Exmo Presidente do Tribunal de Justiça, desembargador Paulo Velten, e, ao saudá-lo, abraço todos os queridos colegas da comunidade jurídica
Exmo. Ministro do Superior Tribunal de Justiça, Reynaldo Soares da Fonseca que integra esta casa
Exmo Procurador-Geral de Justiça do Maranhão, Eduardo Jorge Hiluy Nicolau
Sr. Presidente do Tribunal de Contas do Estado, Conselheiro Washington Oliveira
Sr. Defensor Público-Geral, Gabriel Furtado
Confrade José Ewerton, Secretário-Adjunto da AML
Senhoras Secretárias e Senhores secretários de Estado,
Demais autoridades
Senhoras, senhores.
Pelos caminhos das ideias e dos afetos, recolhi amor, rosas, espadas e poesia, e com tal matéria-prima compus este discurso tão especial na minha vida.
Guimarães Rosa escreveu:
“Reze e trabalhe, fazendo de conta que esta vida é um dia de capina
com sol quente, que às vezes custa muito a passar, mas sempre passa.

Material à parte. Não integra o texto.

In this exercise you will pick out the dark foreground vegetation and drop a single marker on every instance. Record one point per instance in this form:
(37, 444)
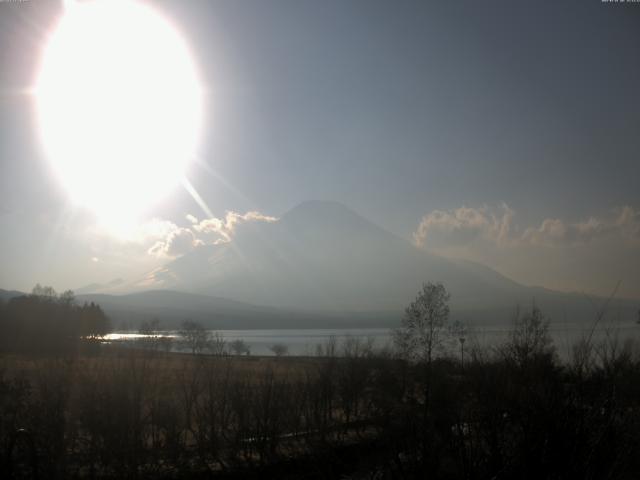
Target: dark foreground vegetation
(515, 411)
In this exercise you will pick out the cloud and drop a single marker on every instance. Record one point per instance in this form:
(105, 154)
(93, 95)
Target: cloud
(591, 254)
(622, 223)
(465, 226)
(226, 228)
(177, 241)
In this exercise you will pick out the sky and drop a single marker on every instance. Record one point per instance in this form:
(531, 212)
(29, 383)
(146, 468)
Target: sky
(503, 132)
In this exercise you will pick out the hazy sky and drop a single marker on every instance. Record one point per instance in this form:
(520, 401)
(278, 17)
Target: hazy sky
(502, 131)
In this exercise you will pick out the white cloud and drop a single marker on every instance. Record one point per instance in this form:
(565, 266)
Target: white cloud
(465, 226)
(177, 243)
(580, 255)
(622, 223)
(225, 228)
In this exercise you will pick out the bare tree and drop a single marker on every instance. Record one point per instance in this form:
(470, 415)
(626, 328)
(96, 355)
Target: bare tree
(279, 349)
(240, 347)
(424, 324)
(217, 344)
(195, 336)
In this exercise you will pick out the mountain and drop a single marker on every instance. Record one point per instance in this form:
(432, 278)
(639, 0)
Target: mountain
(109, 287)
(322, 257)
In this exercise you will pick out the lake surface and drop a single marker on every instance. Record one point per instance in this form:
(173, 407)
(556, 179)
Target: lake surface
(305, 342)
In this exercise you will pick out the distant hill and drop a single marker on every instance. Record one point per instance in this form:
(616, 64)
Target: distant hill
(323, 265)
(172, 307)
(323, 257)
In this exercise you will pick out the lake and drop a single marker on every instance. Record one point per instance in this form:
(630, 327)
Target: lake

E você ainda pode ter muito pedaço bom de alegria…”
(João Guimarães Rosa, A hora e a vez de Augusto Matraga, in: Sagarana,
31.
No transcorrer dos dias de capina que me cabem, trago no coração um enorme pedaço de alegria, nesta noite esplendorosa. E minhas mãos estão repletas de idênticos pedaços para entregar afetuosamente a todos que me honram com suas honrosas presenças e aos que nos acompanham pela internet.
Neste passo, inicialmente oferto palavras de gratidão. Gratidão ao Verbo, que se fez carne e habitou entre nós, como consigna o Evangelho de São João. Gratidão aos ilustres confrades e confreiras, que me honraram com suas fidúcias e generosidades, materializadas no voto. Gratidão especialmente aos amigos que me estimularam a enveredar por mais uma eleição, entre tantas de minha vida. Ney Bello é o companheiro de sonhos e conquistas de quase 5 décadas de convívio fraterno. Dos jogos infantis ao exercício de cargos públicos, sempre tive admiração por Ney, com sua intensa e fecunda inquietação – como se pode facilmente demonstrar com seus múltiplos êxitos, mormente no Direito e na Literatura. Felix Alberto, um dos laços existenciais atados na gloriosa UFMA, foi incansável na apresentação de minhas virtudes – reais ou imaginárias – aos dignos membros desta Casa. Dos mais antigos neste mundo, que já se encontram, com a graça de Deus, sob o pálio do Estatuto do Idoso, agradeço a Carlos Gaspar, que presidiu a minha eleição, e ao meu estimado padrinho Benedito Buzar.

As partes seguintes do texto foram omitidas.